Experts told MailOnline today ‘it’s not that there are less people with cancer, it’s that they are not being diagnosed because of a bottleneck in the NHS’. 

The health service is facing a shocking backlog of cases as it tries to return to normal after shutting down most of its services to cope with the pandemic.

Leading charities estimate 2.5million cancer patients have missed out on vital tests and treatment this year because of the crisis. 

Figures also showed the number of people waiting over a year for NHS treatment trebled in April, magnifying the damaging knock-on effect of Covid on the nation’s health. 

NHS statistics show 79,573 urgent cancer referrals were made by GPs in England in April 2020 — 60 per cent down from 199,217 in April 2019

NHS statistics show 79,573 urgent cancer referrals were made by GPs in England in April 2020 — 60 per cent down from 199,217 in April 2019

NHS England data shows urgent breast cancer referrals showed an even bigger drop – down from 16,753 in April 2019 to 3,759 in April 2020, a fall of 78 per cent.

The number of people who had to wait no more than two months from GP referral to first treatment for cancer was also down 20 per cent, from 13,519 to 10,792 year on year.

Karol Sikora, a consultant oncologist and professor of medicine at the University of Buckingham Medical School, told MailOnline: ‘We know there should be 30,000 new cancer patients every month.

‘But this month there have been less than 5,000 that have come for treatment in England.

‘It’s not that there are less people with cancer, it’s that they are not being diagnosed because of a bottleneck in the NHS.

‘The whole thing has set us back a year, no other country has struggled this much to open healthcare back up.’ 

Cancer Research UK claimed almost 2.5million patients have missed out on vital cancer tests and treatment because of the pandemic.

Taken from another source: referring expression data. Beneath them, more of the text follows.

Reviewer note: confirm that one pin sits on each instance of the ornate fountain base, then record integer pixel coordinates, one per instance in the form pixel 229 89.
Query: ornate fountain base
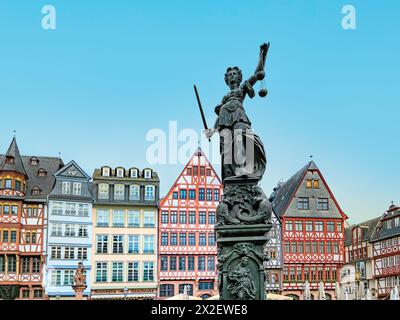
pixel 243 221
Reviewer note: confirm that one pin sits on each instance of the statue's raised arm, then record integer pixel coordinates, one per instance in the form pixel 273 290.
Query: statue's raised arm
pixel 259 73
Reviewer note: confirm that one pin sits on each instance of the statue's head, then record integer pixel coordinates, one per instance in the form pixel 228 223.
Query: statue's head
pixel 233 75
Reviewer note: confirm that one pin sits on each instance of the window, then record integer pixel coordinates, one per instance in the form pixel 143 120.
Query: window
pixel 209 194
pixel 82 254
pixel 118 244
pixel 303 203
pixel 55 252
pixel 182 263
pixel 70 209
pixel 118 218
pixel 77 188
pixel 330 226
pixel 192 239
pixel 192 194
pixel 149 195
pixel 206 285
pixel 69 253
pixel 172 263
pixel 182 194
pixel 211 239
pixel 167 290
pixel 117 272
pixel 319 226
pixel 173 239
pixel 133 271
pixel 201 194
pixel 164 217
pixel 103 191
pixel 288 226
pixel 133 219
pixel 182 217
pixel 173 217
pixel 148 244
pixel 202 239
pixel 202 217
pixel 105 172
pixel 201 263
pixel 101 271
pixel 192 217
pixel 164 239
pixel 182 239
pixel 119 192
pixel 133 244
pixel 120 173
pixel 322 204
pixel 149 219
pixel 147 174
pixel 164 263
pixel 102 243
pixel 191 263
pixel 216 195
pixel 210 263
pixel 211 218
pixel 134 192
pixel 103 218
pixel 82 231
pixel 65 187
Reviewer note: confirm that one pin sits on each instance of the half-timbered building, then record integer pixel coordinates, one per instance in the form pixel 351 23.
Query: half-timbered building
pixel 385 242
pixel 69 236
pixel 25 182
pixel 312 232
pixel 187 246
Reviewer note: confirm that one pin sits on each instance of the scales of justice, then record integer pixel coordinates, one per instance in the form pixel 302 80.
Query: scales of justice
pixel 243 215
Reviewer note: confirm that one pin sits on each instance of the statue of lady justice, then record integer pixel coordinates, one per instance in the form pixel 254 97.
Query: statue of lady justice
pixel 242 152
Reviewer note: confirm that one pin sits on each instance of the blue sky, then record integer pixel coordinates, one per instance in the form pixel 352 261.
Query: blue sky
pixel 111 71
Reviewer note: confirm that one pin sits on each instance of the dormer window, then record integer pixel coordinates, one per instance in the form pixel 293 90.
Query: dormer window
pixel 147 174
pixel 34 161
pixel 120 173
pixel 35 191
pixel 105 172
pixel 42 172
pixel 134 173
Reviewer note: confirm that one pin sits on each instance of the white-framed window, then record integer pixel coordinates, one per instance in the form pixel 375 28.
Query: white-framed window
pixel 134 192
pixel 148 219
pixel 105 172
pixel 70 209
pixel 133 219
pixel 83 210
pixel 118 218
pixel 103 192
pixel 147 174
pixel 120 173
pixel 148 244
pixel 57 208
pixel 133 244
pixel 103 217
pixel 77 188
pixel 134 173
pixel 149 192
pixel 119 192
pixel 66 187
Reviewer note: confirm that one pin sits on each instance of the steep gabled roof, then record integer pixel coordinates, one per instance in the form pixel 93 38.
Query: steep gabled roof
pixel 13 153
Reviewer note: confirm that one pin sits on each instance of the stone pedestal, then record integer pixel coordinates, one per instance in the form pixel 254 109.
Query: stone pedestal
pixel 79 291
pixel 243 219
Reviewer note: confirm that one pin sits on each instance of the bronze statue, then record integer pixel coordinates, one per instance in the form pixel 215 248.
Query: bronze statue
pixel 242 151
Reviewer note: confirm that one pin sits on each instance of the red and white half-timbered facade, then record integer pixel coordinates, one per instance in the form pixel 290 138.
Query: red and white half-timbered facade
pixel 312 232
pixel 24 185
pixel 186 237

It said 2.1million patients are awaiting crucial screening for breast, cervical and bowel cancer. Another 290,000 have missed out on urgent referrals to confirm or rule out tumours.

And at least 21,600 patients have had surgery, chemotherapy or radiotherapy postponed in the past nine weeks. 

Some of these procedures would have saved lives or extended them, granting precious extra time with loved ones. 

It is also thought patients with warning signs of cancer have avoided seeking help because they are worried about contracting coronavirus in a surgery or hospital.

Sarah Woolnough, the charity’s executive director of policy and information, said: ‘It’s devastating to see the impact that Covid-19 is having on cancer patients.

‘These figures show just how much the virus has affected cancer waiting times. The dramatic fall in the number of urgent referrals and the drop in people receiving treatment on time in April is hugely concerning.

‘It means that tens of thousands of patients are in a backlog needing vital cancer care.’